In [1]:
import numpy as np
import matplotlib.pyplot as plt
import torch
import torch.optim as optim
from torch.utils.data import DataLoader, TensorDataset, random_split
import torch.nn as nn
import torch.nn.functional as F
import itertools

  from .autonotebook import tqdm as notebook_tqdm


In [None]:
# Import simulation data
u_array = np.load('unp_concat_100.npy')
m_array = np.load('mnp_concat_100.npy')

# Import reduced-order subspaces
AS = np.load('AS_fs_wom.npy')
PCA = np.load('PCA_U_f_100_allstep.npy')

# Import finite element mass matrix
M = np.load('M.npy')

# Import Bayesian prior information
prior_m_precision = np.load('prior_prec.npy')
prior_m_covariance = np.load('prior.npy')
prior_mean = np.load('prior_mean.npy')

# Import reference solution data
obs_mean = np.load('obs_mean.npy')

# Prepare parameter data
m_array = torch.tensor(m_array)
m_array_ = m_array - prior_mean  

# Reduce parameter dimension using active subspace
m_red = m_array_ @ (prior_m_precision @ AS)

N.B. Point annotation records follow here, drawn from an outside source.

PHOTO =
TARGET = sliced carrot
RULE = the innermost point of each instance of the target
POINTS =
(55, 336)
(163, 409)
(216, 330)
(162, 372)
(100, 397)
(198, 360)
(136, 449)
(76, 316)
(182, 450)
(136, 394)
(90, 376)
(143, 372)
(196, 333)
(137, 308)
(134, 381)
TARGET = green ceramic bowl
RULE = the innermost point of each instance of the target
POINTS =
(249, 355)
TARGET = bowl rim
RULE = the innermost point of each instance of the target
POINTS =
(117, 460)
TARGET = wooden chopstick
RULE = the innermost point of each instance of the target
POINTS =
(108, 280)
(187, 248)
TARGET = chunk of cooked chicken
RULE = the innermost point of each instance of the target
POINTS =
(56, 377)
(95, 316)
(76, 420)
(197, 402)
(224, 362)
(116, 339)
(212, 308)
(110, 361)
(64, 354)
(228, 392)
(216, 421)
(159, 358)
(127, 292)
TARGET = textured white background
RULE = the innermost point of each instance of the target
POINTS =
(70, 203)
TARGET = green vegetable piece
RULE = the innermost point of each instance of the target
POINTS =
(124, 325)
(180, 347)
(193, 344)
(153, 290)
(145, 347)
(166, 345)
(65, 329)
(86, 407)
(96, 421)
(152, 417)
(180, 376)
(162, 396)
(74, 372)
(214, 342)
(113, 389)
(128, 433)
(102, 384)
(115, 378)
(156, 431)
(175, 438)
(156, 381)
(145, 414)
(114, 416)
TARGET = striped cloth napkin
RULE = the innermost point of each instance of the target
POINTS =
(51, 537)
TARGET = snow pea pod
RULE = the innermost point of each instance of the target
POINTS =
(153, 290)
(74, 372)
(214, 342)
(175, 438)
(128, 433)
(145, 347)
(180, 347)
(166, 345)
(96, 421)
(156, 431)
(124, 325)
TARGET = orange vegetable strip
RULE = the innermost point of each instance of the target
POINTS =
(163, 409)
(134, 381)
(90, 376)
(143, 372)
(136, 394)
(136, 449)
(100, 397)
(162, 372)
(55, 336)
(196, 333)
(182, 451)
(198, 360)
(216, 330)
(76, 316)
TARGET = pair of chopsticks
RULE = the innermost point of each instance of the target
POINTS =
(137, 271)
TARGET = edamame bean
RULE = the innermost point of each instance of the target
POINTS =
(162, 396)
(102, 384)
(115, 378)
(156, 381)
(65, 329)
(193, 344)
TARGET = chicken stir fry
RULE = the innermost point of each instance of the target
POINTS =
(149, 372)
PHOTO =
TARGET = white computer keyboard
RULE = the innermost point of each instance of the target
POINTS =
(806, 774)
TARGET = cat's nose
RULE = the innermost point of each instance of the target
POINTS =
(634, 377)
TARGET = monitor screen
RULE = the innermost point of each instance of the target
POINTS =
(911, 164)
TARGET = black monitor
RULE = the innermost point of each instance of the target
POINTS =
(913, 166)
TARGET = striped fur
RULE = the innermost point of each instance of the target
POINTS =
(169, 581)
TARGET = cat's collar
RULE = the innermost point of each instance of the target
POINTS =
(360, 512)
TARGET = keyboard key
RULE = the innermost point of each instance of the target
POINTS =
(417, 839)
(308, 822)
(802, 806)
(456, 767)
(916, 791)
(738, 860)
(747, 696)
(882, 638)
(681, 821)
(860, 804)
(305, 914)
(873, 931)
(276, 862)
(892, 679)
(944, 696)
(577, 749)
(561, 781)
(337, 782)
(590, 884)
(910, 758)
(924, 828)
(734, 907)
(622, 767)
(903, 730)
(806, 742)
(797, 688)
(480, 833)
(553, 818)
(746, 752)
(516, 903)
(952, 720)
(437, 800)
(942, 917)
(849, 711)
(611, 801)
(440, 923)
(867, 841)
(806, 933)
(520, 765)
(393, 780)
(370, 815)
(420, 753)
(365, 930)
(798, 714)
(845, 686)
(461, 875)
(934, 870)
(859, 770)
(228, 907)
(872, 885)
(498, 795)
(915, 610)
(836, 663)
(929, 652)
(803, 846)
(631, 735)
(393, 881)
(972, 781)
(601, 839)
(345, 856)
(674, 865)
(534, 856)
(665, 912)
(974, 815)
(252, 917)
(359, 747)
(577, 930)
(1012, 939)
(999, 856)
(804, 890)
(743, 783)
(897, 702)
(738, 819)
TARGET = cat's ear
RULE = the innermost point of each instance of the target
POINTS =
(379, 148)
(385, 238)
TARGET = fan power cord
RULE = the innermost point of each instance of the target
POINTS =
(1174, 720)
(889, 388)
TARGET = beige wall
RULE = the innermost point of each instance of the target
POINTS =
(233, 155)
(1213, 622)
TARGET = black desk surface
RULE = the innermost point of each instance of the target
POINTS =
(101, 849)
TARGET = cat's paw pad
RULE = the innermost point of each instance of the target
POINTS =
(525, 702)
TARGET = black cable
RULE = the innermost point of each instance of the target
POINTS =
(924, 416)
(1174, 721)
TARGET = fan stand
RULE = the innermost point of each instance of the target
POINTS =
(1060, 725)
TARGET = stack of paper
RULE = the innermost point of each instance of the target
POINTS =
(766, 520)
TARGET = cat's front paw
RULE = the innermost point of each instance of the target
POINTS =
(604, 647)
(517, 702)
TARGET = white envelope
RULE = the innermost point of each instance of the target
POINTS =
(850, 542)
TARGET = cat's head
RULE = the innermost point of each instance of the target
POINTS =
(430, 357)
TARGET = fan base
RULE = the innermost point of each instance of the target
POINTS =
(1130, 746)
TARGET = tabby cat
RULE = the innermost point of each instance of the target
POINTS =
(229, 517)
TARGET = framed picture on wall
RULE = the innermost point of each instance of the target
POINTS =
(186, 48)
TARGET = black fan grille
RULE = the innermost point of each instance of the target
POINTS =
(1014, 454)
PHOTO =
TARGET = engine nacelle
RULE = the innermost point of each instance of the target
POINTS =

# Prepare observation data
u_array_ = u_array - obs_mean 

# Truncate PCA basis to 129 dimensions
PCA = PCA[:,:129]

# Set number of time steps for training
num_steps = 100

# Create training datasets
train_m = torch.tensor(m_red.numpy()[:-100], dtype=torch.float32)  
train_s = torch.tensor(u_array_[:-100,0,:]@PCA, dtype=torch.float32)  
output_s = torch.tensor(u_array_[:-100,1:1+num_steps,:]@PCA, dtype=torch.float32) 

# Normalize parameter data
train_m_100 = train_m

mean = torch.mean(train_m_100,dim=0)  
std = torch.std(train_m_100,dim=0)    

sdata_m = (train_m_100 - mean)/std   

# Normalize observation data
mean_o = output_s.mean(dim = (0,1))   
# std_o = output_s.std(dim=(0,1))     

# Set observation std to 1 for normalization
std_o = torch.ones_like(std_o)

sdata_y = (train_s - mean_o)/(std_o)      
sdata_y_t = (output_s - mean_o)/(std_o)  

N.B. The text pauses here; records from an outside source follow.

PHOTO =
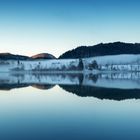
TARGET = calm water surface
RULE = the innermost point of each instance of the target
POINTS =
(63, 112)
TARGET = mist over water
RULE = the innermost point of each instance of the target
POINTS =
(69, 106)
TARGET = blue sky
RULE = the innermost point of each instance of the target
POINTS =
(55, 26)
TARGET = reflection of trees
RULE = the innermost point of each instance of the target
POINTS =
(102, 93)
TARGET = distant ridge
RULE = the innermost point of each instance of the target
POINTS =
(7, 56)
(102, 50)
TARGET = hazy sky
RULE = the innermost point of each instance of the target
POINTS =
(55, 26)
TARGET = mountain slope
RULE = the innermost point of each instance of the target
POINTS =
(102, 50)
(9, 56)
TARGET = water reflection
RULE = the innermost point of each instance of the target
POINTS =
(115, 86)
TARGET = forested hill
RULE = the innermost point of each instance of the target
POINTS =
(102, 50)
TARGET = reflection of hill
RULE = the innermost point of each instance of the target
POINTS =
(43, 87)
(103, 93)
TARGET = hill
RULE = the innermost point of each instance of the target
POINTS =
(115, 48)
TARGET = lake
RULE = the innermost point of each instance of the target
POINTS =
(69, 106)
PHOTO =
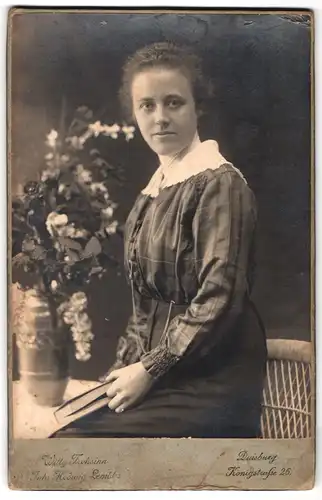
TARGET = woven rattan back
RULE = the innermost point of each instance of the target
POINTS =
(286, 409)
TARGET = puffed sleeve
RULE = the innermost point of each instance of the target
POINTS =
(223, 230)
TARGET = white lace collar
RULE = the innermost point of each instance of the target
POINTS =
(203, 157)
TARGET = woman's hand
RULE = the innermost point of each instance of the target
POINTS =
(127, 386)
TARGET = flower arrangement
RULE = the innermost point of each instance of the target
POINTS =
(62, 223)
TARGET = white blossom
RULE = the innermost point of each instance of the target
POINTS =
(107, 212)
(83, 175)
(75, 142)
(55, 221)
(95, 128)
(98, 187)
(52, 138)
(50, 173)
(111, 130)
(80, 233)
(78, 300)
(111, 228)
(128, 131)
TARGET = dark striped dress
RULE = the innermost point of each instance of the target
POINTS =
(189, 255)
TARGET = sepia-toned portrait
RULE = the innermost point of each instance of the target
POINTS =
(161, 249)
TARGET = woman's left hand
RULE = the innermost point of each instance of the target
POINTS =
(128, 386)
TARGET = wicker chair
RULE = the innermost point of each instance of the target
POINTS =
(287, 410)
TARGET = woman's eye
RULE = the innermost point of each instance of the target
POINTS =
(147, 106)
(175, 103)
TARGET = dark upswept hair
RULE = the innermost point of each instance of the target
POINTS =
(166, 55)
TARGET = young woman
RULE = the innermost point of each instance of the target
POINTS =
(192, 360)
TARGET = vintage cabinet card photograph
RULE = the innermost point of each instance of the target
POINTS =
(161, 249)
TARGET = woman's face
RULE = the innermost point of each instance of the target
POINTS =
(164, 109)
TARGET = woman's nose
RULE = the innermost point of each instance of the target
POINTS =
(161, 116)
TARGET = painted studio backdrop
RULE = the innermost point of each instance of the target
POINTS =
(259, 114)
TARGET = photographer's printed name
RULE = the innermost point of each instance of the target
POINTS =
(260, 465)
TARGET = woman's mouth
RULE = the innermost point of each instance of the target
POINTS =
(163, 134)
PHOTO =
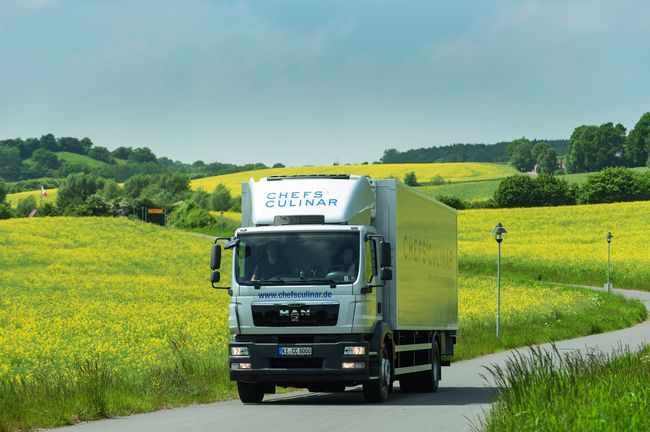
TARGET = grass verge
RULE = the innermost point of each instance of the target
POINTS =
(535, 312)
(91, 390)
(549, 391)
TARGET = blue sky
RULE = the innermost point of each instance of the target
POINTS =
(307, 82)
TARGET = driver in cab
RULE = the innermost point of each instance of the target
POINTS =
(271, 265)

# Limit dataset size to 1280 samples
sdata_m_ = sdata_m[:1024+256]
sdata_y_ = sdata_y[:1024+256]
sdata_y_t_ = sdata_y_t[:1024+256]

In [49]:
# Load the model

def load_checkpoint_and_inspect(checkpoint_path, model):
    checkpoint = torch.load(checkpoint_path)
    model.load_state_dict(checkpoint['model_state_dict'])
    epoch = checkpoint['epoch']
    best_val_loss = checkpoint['best_val_loss']
    num_steps = checkpoint['num_steps']
    patience_counter = checkpoint['patience_counter']
    
    if 'optimizer_state_dict' in checkpoint:
        print("Optimizer state in checkpoint:")
        print(checkpoint['optimizer_state_dict'].keys())
        for param_group in checkpoint['optimizer_state_dict']['param_groups']:
            print(f"Learning rate: {param_group['lr']}")
            print(f"Parameters: {len(param_group['params'])}")
    else:
        print("No optimizer state found in checkpoint")
    
    return model, epoch, best_val_loss, num_steps, patience_counter


In [50]:
# Load pre-trained model and checkpoint data
checkpoint_path = 'checkpoints/best_model_checkpoint_good_jac.pth'
model = StatePredictor(129, 100, 128, num_steps=num_steps)
model, start_epoch, best_val_loss, num_steps, patience_counter = load_checkpoint_and_inspect(checkpoint_path, model)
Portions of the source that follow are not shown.